It’s nice to see Lynd Ward getting full Library of America treatment [amazon]. Steven Heller’s piece in the Times brings it to my attention.
Ward’s books have been available in cheap Dover editions for at least a few years. But I’m sure this new edition will be extra lovely. I pick up old Ward-illustrated stuff when I can snag it. Last year I was pleased to get a 1934 edition of the Ward-illustrated Frankenstein for not too much. (Usually it’s kinda pricey.)
This kinda stuff:
Obviously Ward in the Library of America is yet another round in the never-ending ‘hey, comics aren’t for kids!’ graphic novel chorus. (Last year Spiegelman, who edited this new Ward edition, edited an anthology of Classic Children’s Comics [amazon] with the tagline: ‘comics: not just for grown-ups anymore!’) But recently I read quite a good and really very comprehensive history of book illustration, David Bland’s The Illustration of Books (1962), that really brought home to me how much attitudes have shifted. Here is what Bland has to say about Ward: “Lynd Ward is best known for his ‘novels in wood-cuts’, the first of which was God’s Man in 1929. It is interesting because, like Masereel’s books, it consists entirely of pictures without any text.”

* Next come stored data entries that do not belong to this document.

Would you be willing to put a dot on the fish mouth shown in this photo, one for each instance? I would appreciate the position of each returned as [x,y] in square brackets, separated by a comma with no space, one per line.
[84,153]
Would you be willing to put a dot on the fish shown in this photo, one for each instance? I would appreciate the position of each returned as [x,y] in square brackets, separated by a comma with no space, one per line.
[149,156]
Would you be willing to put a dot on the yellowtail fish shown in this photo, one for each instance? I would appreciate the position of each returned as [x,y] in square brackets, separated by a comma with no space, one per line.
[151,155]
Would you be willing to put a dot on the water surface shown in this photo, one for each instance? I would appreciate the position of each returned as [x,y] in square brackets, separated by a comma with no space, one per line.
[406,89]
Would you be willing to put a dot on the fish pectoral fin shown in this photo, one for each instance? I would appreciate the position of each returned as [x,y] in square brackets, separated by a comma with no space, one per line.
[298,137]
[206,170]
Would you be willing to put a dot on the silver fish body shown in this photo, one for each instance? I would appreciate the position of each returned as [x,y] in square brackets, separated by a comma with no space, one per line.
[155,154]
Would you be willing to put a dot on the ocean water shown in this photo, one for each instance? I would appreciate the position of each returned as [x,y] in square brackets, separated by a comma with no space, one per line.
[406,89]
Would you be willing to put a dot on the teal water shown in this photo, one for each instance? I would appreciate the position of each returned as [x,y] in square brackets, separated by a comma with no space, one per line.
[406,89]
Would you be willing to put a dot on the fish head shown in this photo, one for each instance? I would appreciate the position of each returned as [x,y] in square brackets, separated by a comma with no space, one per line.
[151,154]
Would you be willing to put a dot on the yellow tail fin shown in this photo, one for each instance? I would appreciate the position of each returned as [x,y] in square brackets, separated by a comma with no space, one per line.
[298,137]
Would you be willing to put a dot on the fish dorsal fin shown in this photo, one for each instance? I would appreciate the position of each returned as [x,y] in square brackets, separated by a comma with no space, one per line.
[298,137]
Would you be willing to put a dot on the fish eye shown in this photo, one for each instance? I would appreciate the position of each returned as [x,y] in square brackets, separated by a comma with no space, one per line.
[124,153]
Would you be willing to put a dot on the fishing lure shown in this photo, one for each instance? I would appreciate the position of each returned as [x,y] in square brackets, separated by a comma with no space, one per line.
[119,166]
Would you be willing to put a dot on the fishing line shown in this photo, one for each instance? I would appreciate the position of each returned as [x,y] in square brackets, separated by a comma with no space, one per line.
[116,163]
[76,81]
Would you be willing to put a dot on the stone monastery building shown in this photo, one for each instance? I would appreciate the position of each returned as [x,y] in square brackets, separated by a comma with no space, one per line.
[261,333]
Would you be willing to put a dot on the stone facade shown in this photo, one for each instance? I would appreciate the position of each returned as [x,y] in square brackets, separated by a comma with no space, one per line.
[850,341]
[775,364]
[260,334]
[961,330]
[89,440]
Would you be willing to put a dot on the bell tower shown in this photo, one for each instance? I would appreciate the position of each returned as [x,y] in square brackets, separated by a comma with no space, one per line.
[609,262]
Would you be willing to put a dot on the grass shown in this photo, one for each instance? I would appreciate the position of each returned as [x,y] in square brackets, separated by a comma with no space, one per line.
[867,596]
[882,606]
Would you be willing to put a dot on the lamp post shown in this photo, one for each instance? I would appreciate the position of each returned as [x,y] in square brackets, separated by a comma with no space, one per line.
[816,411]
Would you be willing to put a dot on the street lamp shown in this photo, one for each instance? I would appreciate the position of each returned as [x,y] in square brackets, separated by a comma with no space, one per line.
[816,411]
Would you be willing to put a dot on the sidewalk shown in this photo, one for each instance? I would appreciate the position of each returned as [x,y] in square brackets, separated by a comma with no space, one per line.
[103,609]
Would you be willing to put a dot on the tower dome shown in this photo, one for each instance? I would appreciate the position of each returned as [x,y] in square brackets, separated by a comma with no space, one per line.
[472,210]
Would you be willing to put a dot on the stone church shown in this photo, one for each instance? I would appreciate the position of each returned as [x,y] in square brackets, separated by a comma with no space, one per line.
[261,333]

He has a bit more to say about Masereel. Indeed, in the very first paragraph of chapter 1, “What Is Illustration?”, he warns against him. “Undoubtedly there is this danger [of bastardization] with the drawing that takes upon itself to elucidate the text, and perhaps even more so with a book like Masereel’s Passion d’un homme, which consists only of pictures and has no text at all. Here, however clear the story is, the illustrations have too much to carry in the way of literary connotation, too much to explain.” And that’s that. For Bland, despite his impressively wide-ranging interests in all manner of book art, despite his freedom from any sense that pictures in books is ‘kid’s stuff’, comics remains very much ‘the invisible art’, to borrow the subtitle of McCloud’s Understanding Comics – which really was an apt subtitle, once upon a time, hard as it is to remember that these days.
{ 2 comments }
Anderson 10.18.10 at 7:00 pm
No slur on Ward, but LOA has been following an increasingly Warholian editorial policy. In the future, everyone will have 10 lines in a LOA anthology.
John Holbo 10.19.10 at 3:55 am
What could be more American than that!